Güneydoğuda yıllardır süregelen çatışma ortamı ve devletin yarattığı toplumsal huzursuzluk, bölge genelindeki yatırımların önüne geçmiş, bunun yanında hükümet politikalarıyla ülke ekonomisinin yarısından fazlasını kapsayan tarım sektörü AB bütünleşme süreci doğrultusunda %5 lere çekilirken oransal olarak geri kalan kesim işsizleştirilmiş ve belli başlı merkezlere göç etmek durumunda bırakılmışlardır. İktidarın şimdiki manevrası ise, toplumsal hak talepleri anayasal düzlemde ele alınıp somutlaştırılması zorunlu olan bu topluma gerçek haklarını vermekten ziyade piyasa anlamında yıllardır atıl kalmış bu yatırım alanlarını sermayeye açmak üzerinden okunmalıdır. Bunu aynı zamanda Kürt toplumunun da kendi sermayedarlarına sahip olduğu gerçekliği doğrultusunda düşünmeliyiz.

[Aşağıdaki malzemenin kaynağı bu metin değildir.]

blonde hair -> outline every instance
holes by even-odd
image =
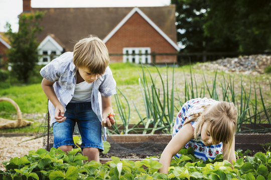
[[[203,112],[190,114],[193,116],[192,118],[186,121],[184,124],[198,122],[194,131],[194,136],[196,138],[201,134],[203,124],[206,122],[207,128],[210,130],[210,136],[213,142],[218,141],[227,144],[228,148],[226,153],[230,154],[237,126],[237,108],[233,103],[225,102],[203,106],[202,108],[204,108]],[[228,157],[229,158],[230,156]]]
[[[77,68],[86,68],[94,74],[102,74],[108,66],[108,50],[97,36],[89,35],[74,46],[73,62]]]

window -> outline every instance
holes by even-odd
[[[139,64],[150,64],[150,48],[124,48],[123,49],[123,62],[130,62]]]

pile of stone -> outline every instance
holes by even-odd
[[[263,74],[264,68],[271,66],[271,56],[257,54],[226,58],[205,63],[203,68],[208,70],[240,72],[243,74]]]

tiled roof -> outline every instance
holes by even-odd
[[[132,7],[33,8],[46,12],[40,24],[44,30],[38,36],[41,42],[48,34],[64,44],[66,51],[72,51],[75,41],[88,34],[103,39],[130,12]],[[139,7],[173,42],[177,42],[175,6]]]

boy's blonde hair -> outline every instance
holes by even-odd
[[[102,74],[109,62],[108,50],[97,36],[89,35],[74,46],[73,62],[76,68],[86,68],[93,74]]]
[[[202,126],[206,122],[207,128],[210,130],[210,136],[213,142],[219,142],[227,144],[228,148],[226,153],[230,154],[236,130],[237,108],[233,103],[225,102],[203,106],[202,108],[204,108],[203,112],[191,114],[190,116],[193,116],[192,118],[186,121],[185,124],[194,121],[198,122],[194,130],[194,136],[196,138],[200,134]]]

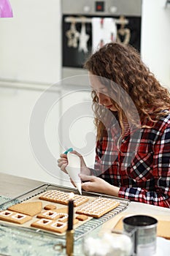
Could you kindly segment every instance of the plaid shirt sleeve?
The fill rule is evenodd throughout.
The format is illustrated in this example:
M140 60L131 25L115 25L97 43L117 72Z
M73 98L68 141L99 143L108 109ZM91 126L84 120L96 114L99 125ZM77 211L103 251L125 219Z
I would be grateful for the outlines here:
M121 157L127 148L125 143L110 165L110 151L107 151L106 146L110 138L104 137L102 141L98 142L92 174L119 187L120 197L170 208L170 115L161 118L154 129L142 130L138 151L126 169L125 166L122 168ZM112 154L115 151L111 151ZM107 157L103 157L104 154Z

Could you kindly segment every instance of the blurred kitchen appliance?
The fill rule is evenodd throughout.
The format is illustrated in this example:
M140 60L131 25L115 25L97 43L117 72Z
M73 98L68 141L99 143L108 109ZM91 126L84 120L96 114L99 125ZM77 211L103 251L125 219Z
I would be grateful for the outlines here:
M113 40L129 43L140 51L142 0L72 0L69 4L62 0L61 11L62 78L87 74L82 66L93 50L95 18L101 18L101 26L107 18L113 18L117 36ZM122 31L128 32L128 37Z

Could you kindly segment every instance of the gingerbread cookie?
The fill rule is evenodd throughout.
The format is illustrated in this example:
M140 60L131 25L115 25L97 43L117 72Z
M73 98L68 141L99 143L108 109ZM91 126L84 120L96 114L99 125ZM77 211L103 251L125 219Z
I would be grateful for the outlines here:
M76 219L77 219L78 220L80 220L81 222L83 222L88 219L88 216L84 214L79 214L76 217Z
M32 218L30 216L9 210L2 211L0 212L0 219L6 222L23 224L28 222Z
M45 192L39 197L41 200L45 200L50 202L61 203L68 205L70 193L64 192L59 190L48 190ZM74 206L77 207L87 202L88 197L83 195L74 195Z
M9 207L8 210L33 217L40 213L42 208L42 202L28 202L17 203Z
M67 229L67 223L47 219L40 219L31 223L31 226L60 233L63 233Z
M119 202L112 199L99 197L79 208L76 211L76 214L100 218L102 215L118 206L119 204Z
M54 210L56 209L56 206L54 205L46 205L44 207L45 210Z

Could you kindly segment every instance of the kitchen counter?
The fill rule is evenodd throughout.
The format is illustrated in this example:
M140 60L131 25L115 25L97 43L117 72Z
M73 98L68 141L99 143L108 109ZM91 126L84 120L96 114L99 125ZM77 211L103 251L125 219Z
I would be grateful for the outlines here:
M4 173L0 173L0 178L1 178L1 183L0 183L0 195L3 197L10 197L13 198L15 197L17 197L21 194L23 194L29 190L31 190L37 187L41 186L42 184L44 184L43 182L35 181L35 180L31 180L28 178L24 178L21 177L17 177L15 176L11 175L7 175ZM162 207L151 206L151 205L147 205L144 203L134 203L131 202L128 205L128 208L125 209L123 212L120 214L116 215L113 218L110 219L103 225L101 225L100 227L98 227L96 228L96 230L93 230L90 234L93 237L101 237L104 233L110 232L111 230L114 227L115 224L117 222L117 221L120 219L121 217L127 216L129 214L147 214L151 215L153 217L156 217L158 219L160 220L169 220L170 221L170 209L169 208L165 208ZM61 255L62 254L59 252L59 254L56 253L53 250L53 245L56 242L60 242L60 239L55 238L55 240L53 238L50 238L49 241L45 238L45 241L43 244L43 238L41 236L41 243L39 241L39 238L38 238L38 234L36 234L36 237L34 237L32 234L29 234L29 233L27 233L27 232L23 233L24 236L20 233L19 231L12 233L14 231L9 232L9 235L7 233L7 227L1 228L1 233L4 231L4 235L3 235L4 240L2 239L2 241L4 241L4 244L2 242L0 243L0 255L39 255L38 252L41 252L39 255ZM12 236L11 236L12 235ZM4 238L4 236L6 236L6 238ZM26 238L26 242L23 241L23 237L28 236ZM40 235L39 235L40 236ZM22 240L21 239L22 237ZM14 239L15 238L15 239ZM10 241L12 239L12 241ZM1 237L0 237L1 241ZM32 241L32 242L31 242ZM81 244L80 242L76 241L75 246L74 246L74 252L75 255L83 255L80 250L81 250ZM34 242L34 246L33 243ZM23 244L22 244L23 243ZM26 251L24 251L24 243L28 243L28 244L30 244L30 246L26 246L27 249ZM39 244L40 243L40 244ZM61 243L65 243L63 240L61 241ZM9 246L10 244L10 246ZM12 244L13 246L12 247ZM6 246L7 245L7 246ZM49 252L47 253L47 252L45 253L45 250L42 249L42 246L46 246L45 248ZM8 247L8 249L7 248ZM37 248L37 249L36 249ZM7 251L5 251L5 249ZM12 253L11 252L12 252ZM5 252L5 253L4 253ZM26 254L27 253L27 254ZM43 254L45 253L45 254ZM64 255L64 254L63 255ZM166 256L164 255L164 256Z

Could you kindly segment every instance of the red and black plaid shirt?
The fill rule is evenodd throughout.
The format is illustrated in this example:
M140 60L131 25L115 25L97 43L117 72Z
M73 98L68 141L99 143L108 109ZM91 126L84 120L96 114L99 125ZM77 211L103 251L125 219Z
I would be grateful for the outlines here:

Türkiye solunun etnik toplulukların hak mücadelelerine destek vermesi bir gereklilik olduğu gibi bu toplulukların kendi alan faaliyetlerinin dışında emek mücadelesine etkin bir şekilde katılımı, aşağıdan yukarı ve çok daha gerçekçi “demokratikleşme açılımlarını” ortaya çıkarması noktasında oldukça aciliyeti olan bir ihtiyaçtır. Bu tespit bu coğrafyada yaşayan diğer halklar için de geçerlidir. Uluslar arası hukuk jargonları ve strateji diliyle düşünmeye zorlanan/zorlanmış olan Ermeniler ve Türkiye halkları için mücadele etmiş olan Hrant Dink’in “sakıncalı” olmasının sebebi Ermeni olması olabilir ancak onu daha da “sakıncalı” kılan onun “Sosyalist bir Ermeni” olmasıdır. (2)
“Barış” tan siyasal iktidarların anladığı bir tür uzlaşı halidir. Hak ve özgürlüklerin olmadığı bir ülkede barışın herhangi bir teminatı kalmayacağı gibi ondan söz etmekte mümkün değildir. Karaköy’deki Kürt balıkçının, Kumkapı’daki Rum meyhanecinin, Kapalıçarşıdaki Ermeni kuyum işçisinin ortak yanı emekçi olmalarıdır ve toplumu dikey olarak bölen iktidarlara karşı en güçlü cevap bu ortaklığın örgütleştirilmesiyle mümkündür.
Barışın bir uzlaşı talebi olmadığını, söylenmesi ve yapılması gereken daha birçok şey olduğunu haykırmak için 1 Eylül’de Kadıköy’de buluşmak üzere…
1: Bu söz, 1700’lü yılların sonunda oy hakkı ve parlamento reformu için kurulan ve mektuplar aracılığıyla haberleşen Londra yazışma derneğinin seyahatteki temsilcilerine gönderdiği talimattır.
2: Fransa ve Amerika’da parlamentoda görüşülmüş “Ermeni Soykırımı” yasa tasarısı sonrası gerek uluslar arası kamuoyu gerekse Türkiye basınında tartışılmış şekli itibariyle düşünülmelidir.